Nous avons traduit et adapté pour « Volcans » un article paru dans la revue « Envio », numéro 167. L'auteur est un collaborateur du Mouvement nicaraguayen des enfants et adolescents au travail

Depuis 1994, une équipe de travailleurs sociaux s'est efforcée d'analyser l'expérience des enfants au travail et l'interprétation qu'ils en font. Ils ont travaillé à partir de deux dynamiques. Des rencontres, auxquelles ont participé 1 500 enfants, âgés de 9 à 16 ans, travaillant dans la rue, les marchés, les parcs et parkings de Managua, ont été organisées ainsi que des journées de témoignages sur le travail domestique, tenues dans le cadre de la campagne internationale Donner la parole aux enfants et près de 110 jeunes filles du même âge. Les résultats ont été complétés par des entretiens avec 24 enfants d'origine paysanne du Salvador, âgés de 7 à 17 ans.

On nous discrimine

Les enfants au travail se sentent victimes de discrimination par les adultes qui ne reconnaissent ni leur apport au travail ni leur contribution à la survie familiale. Ils se sentent gênés quand on accuse leurs parents de les forcer à travailler, alors que c'est le besoin qui les y pousse. Souvent, dans la rue, mais également au foyer, ils sont insultés, parfois brutalisés. « On nous détruit notre étal, on nous bouscule pour nous chasser. » Parfois leurs parents les maltraitent parce qu'ils n'ont rien vendu.

On se tue au travail

Tous les enfants soulignent le caractère pénible et éreintant de leur travail. Le danger est parfois aussi dénoncé, comme lorsqu'ils doivent répandre des herbicides dans les cultures. Les outils ne sont pas adaptés, le travail est fatigant et il empêche les enfants d'aller à l'école. Ceux qui travaillent dans les décharges souffrent également de la concurrence des adultes et des intermédiaires qui les paient mal et profitent de leur vulnérabilité. Dans les tâches domestiques, les accidents, brûlures, problèmes électriques ou blessures, sont également fréquents lorsque les jeunes filles cuisinent, repassent ou nettoient la maison.

Mais on en a besoin...

De façon unanime, les enfants se plaignent de la durée de leur journée de travail. De dix à quatorze heures en milieu rural, un peu moins en ville, cela ne laisse pas assez de temps pour les loisirs ou pour l'école. Dans le cas des enfants travaillant dans la rue, ils sont d'accord pour partager les recettes avec leurs parents mais souhaiteraient davantage être associés aux dépenses de la famille. Beaucoup trouvent « qu'ils donnent plus qu'ils ne reçoivent ». Presque tous sont opposés à l'interdiction du travail des enfants mais aimeraient qu'il soit contrôlé et réglementé.

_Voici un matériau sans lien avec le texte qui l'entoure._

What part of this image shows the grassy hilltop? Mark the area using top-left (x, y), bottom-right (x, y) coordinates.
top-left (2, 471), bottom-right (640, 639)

... Pour ne pas mourir de faim

Pourquoi les enfants s'attachent-ils à ce travail si dur et si discriminant ? Parce que c'est leur seul moyen de gagner de l'argent et, par là, de se payer ce qu'ils ne pourraient pas obtenir autrement : la possibilité de manger mais aussi de se soigner, de se vêtir et d'aller à l'école. « Sans travail, nous serions analphabètes, habillés en haillons et condamnés à une vie de misère, de famine. » Beaucoup sont conscients que c'est la seule issue pour échapper à la délinquance et à la marginalité, « pour ne pas voler, traficoter ou mendier ».

On apprend à devenir quelqu'un

Beaucoup voient aussi dans leur travail un apprentissage, une occasion d'acquérir de l'expérience et devenir plus autonome. Le travail n'est jamais complètement dissocié du jeu et des loisirs. Il leur permet d'être en groupe, les enfants en ont une vision dynamique. « Le travail se partage, se répartit par groupe, les activités s'accompagnent de chants, et parfois de rires, de danses et de jeux. » Comme l'explique Alejandro Ortiz, dans une étude sur les enfants au travail au Pérou, « dans une famille équilibrée, le travail partagé se vit comme un jeu, un jeu utile ». Alors le travail des enfants peut-il être un élément enrichissant de la vie des enfants et est-il plus réaliste et créatif que les politiques qui visent à l'interdire ? Il n'en demeure pas moins le produit ou la conséquence des conditions économiques dans lesquelles les enfants vivent et essaient de survivre.